"And the Holy Ghost descended in a bodily shape, like a dove, upon him; and a voice came from heaven, which said, Thou art my beloved Son; in thee I am well pleased. And Jesus being full of the Holy Ghost, returned from Jordan, and was led by the Spirit into the wilderness."

This is a consecutive sentence, and yet the genealogies have been clumsily pitchforked into the middle of it. (Luke iii. 23.)

And with regard to Matthew, it can, at least, be proved that Justin Martyr knew nothing of his genealogies.

"He was the Son of Man, either because of his birth by the Virgin, who was, as I said, of the family of David, and Jacob, and Isaac, and Abraham." Plainly Justin thought that it was the Virgin and not Joseph that had descended from Abraham.

But the suppressing of genealogies that were not invented until one hundred years after the Apostles were slumbering in forgotten tombs, was only a detail of their "heresy." Their gospel makes out Christ to be not the Logos masquerading in a human form, but a man and a prophet. "A prophet will the Lord our God raise up unto you from your brethren," he says. And prophets can sin, and he can sin, for he was plainly without the Holy Ghost until his baptism. It comes down, in the Hebrew gospel, not upon, but into him. And he is the Son of God from that moment, not before.

"Call me not good, for he that is good is one the Father in the heavens!" Pseudo-Matthew weakens this considerably, "There is none good but one, that is God."

"He that is good is one." That was the motto of the Essenes of Jerusalem. Tertullian tells us that certain "unlearned" Christians in his day protested against the Trinity. "They declare that we proclaim two or three gods, but they, they affirm, worship only one." (Adv. Prax. c. 3.) The unlearned were the Church of Jerusalem that still clung to the text, "He that is good is One."

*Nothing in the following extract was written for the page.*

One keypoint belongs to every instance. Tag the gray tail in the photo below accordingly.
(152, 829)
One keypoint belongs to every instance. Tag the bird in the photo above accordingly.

We come to other "heresies." The early gospel knew nothing of Matthew's interpolation about John the Baptist eating locusts, because John the Baptist, as an Essene, could do nothing of the sort. And Jerome tells us that the wicked Ebionites garbled the passage, Luke xxii. 15, to make it appear that Jesus actually refused to eat flesh at the Passover supper.

This is all that can be restored of this in the Ebionite gospel:—

"... Where wilt thou that we prepare for thee to eat the Passover?"